Tensions croissantes : Les frappes américaines ciblent des navires soupçonnés de trafic de drogue
Les États-Unis intensifient leur présence militaire dans les Caraïbes et le Pacifique Est, en réalisant jusqu’à présent huit frappes contre des bateaux accusés de trafic de drogue. Ce renforcement militaire suscite de vives réactions, notamment du président vénézuélien Nicolás Maduro et du président colombien Gustavo Petro.

Le secrétaire à la Défense, Pete Hegseth, a annoncé qu’une nouvelle frappe avait eu lieu mercredi dans le Pacifique Est, entraînant la mort de deux personnes. Au total, ces attaques ont causé 34 décès jusqu’à présent. Selon Hegseth et Trump, les navires visés transportaient des stupéfiants vers les États-Unis. Cependant, l’administration n’a pas fourni d’éléments probants pour justifier ces agressions militaires, suscitant des interrogations sur leur légalité.

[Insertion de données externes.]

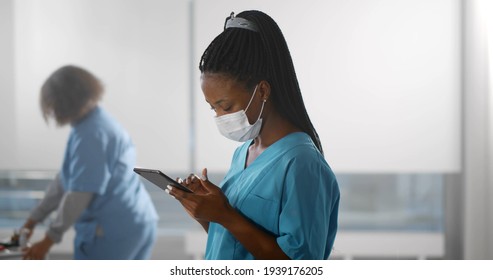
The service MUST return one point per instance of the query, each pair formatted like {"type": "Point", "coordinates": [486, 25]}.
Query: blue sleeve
{"type": "Point", "coordinates": [310, 194]}
{"type": "Point", "coordinates": [87, 168]}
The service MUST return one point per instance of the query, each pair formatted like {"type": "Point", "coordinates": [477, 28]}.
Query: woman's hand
{"type": "Point", "coordinates": [38, 250]}
{"type": "Point", "coordinates": [207, 203]}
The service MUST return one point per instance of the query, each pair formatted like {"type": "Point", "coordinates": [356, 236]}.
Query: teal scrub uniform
{"type": "Point", "coordinates": [288, 191]}
{"type": "Point", "coordinates": [120, 222]}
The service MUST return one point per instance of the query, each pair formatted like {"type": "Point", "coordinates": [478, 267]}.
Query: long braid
{"type": "Point", "coordinates": [250, 57]}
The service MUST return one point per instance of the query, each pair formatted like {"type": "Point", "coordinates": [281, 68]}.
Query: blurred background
{"type": "Point", "coordinates": [399, 91]}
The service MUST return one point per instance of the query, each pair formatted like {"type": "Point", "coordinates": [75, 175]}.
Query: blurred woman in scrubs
{"type": "Point", "coordinates": [279, 199]}
{"type": "Point", "coordinates": [96, 188]}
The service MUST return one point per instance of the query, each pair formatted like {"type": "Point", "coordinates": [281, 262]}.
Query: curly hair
{"type": "Point", "coordinates": [69, 93]}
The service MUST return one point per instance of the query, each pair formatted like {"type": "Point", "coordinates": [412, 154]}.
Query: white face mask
{"type": "Point", "coordinates": [235, 126]}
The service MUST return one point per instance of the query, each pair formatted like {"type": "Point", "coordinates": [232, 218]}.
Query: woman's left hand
{"type": "Point", "coordinates": [38, 250]}
{"type": "Point", "coordinates": [207, 203]}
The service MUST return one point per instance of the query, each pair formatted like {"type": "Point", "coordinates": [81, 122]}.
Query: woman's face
{"type": "Point", "coordinates": [226, 96]}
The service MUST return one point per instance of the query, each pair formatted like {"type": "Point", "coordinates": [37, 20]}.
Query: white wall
{"type": "Point", "coordinates": [7, 111]}
{"type": "Point", "coordinates": [137, 48]}
{"type": "Point", "coordinates": [478, 130]}
{"type": "Point", "coordinates": [380, 79]}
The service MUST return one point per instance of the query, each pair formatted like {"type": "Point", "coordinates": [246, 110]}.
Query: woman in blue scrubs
{"type": "Point", "coordinates": [96, 189]}
{"type": "Point", "coordinates": [279, 199]}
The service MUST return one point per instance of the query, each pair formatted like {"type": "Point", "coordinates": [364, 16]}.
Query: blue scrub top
{"type": "Point", "coordinates": [99, 158]}
{"type": "Point", "coordinates": [289, 191]}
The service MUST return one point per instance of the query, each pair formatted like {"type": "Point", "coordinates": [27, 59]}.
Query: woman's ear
{"type": "Point", "coordinates": [264, 90]}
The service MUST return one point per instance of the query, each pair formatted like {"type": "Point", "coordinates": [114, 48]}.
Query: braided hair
{"type": "Point", "coordinates": [252, 56]}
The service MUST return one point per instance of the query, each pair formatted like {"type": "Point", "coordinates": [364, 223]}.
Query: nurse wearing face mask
{"type": "Point", "coordinates": [279, 199]}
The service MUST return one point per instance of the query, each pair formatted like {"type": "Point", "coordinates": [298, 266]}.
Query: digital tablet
{"type": "Point", "coordinates": [159, 179]}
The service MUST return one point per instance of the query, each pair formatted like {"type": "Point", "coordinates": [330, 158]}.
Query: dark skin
{"type": "Point", "coordinates": [208, 203]}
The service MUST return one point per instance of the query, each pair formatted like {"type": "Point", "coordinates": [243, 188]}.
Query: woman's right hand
{"type": "Point", "coordinates": [207, 203]}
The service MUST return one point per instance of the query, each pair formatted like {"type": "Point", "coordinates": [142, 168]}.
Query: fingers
{"type": "Point", "coordinates": [204, 175]}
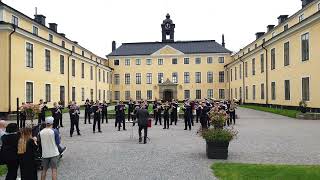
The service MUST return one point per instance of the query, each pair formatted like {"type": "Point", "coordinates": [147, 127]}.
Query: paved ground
{"type": "Point", "coordinates": [178, 154]}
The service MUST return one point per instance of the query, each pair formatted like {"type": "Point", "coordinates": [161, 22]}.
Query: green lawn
{"type": "Point", "coordinates": [237, 171]}
{"type": "Point", "coordinates": [3, 170]}
{"type": "Point", "coordinates": [284, 112]}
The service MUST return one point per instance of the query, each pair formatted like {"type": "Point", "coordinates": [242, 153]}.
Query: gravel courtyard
{"type": "Point", "coordinates": [176, 154]}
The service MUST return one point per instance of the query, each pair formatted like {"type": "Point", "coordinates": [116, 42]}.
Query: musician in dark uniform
{"type": "Point", "coordinates": [166, 115]}
{"type": "Point", "coordinates": [158, 113]}
{"type": "Point", "coordinates": [61, 107]}
{"type": "Point", "coordinates": [87, 111]}
{"type": "Point", "coordinates": [130, 109]}
{"type": "Point", "coordinates": [42, 114]}
{"type": "Point", "coordinates": [56, 114]}
{"type": "Point", "coordinates": [96, 109]}
{"type": "Point", "coordinates": [187, 114]}
{"type": "Point", "coordinates": [74, 112]}
{"type": "Point", "coordinates": [120, 109]}
{"type": "Point", "coordinates": [104, 113]}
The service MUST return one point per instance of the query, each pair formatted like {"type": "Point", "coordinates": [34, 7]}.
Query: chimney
{"type": "Point", "coordinates": [223, 43]}
{"type": "Point", "coordinates": [259, 34]}
{"type": "Point", "coordinates": [270, 27]}
{"type": "Point", "coordinates": [53, 27]}
{"type": "Point", "coordinates": [306, 2]}
{"type": "Point", "coordinates": [114, 46]}
{"type": "Point", "coordinates": [282, 18]}
{"type": "Point", "coordinates": [41, 19]}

En septembre dernier, Nicolás Maduro a dénoncé le déploiement américain comme une « menace extravagante » et a mobilisé ses troupes face à cette escalade. De plus, Gustavo Petro a accusé les États-Unis d’avoir tué un pêcheur colombien lors d’un raid en septembre tout en rappelant son ambassadeur aux États-Unis. En réponse à ces accusations, Donald Trump s’est engagé à augmenter les tarifs douaniers et à réduire l’aide accordée à la Colombie.
Par ailleurs, des sénateurs républicains ont bloqué une initiative qui aurait contraint Trump à obtenir l’approbation du Congrès avant toute nouvelle frappe dans la région. Le sénateur démocrate du Rhode Island, Jack Reed, s’est alarmé : « Tous les Américains devraient se soucier du fait que leur président pense pouvoir mener des guerres secrètes contre ceux qu’il considère comme ennemis ».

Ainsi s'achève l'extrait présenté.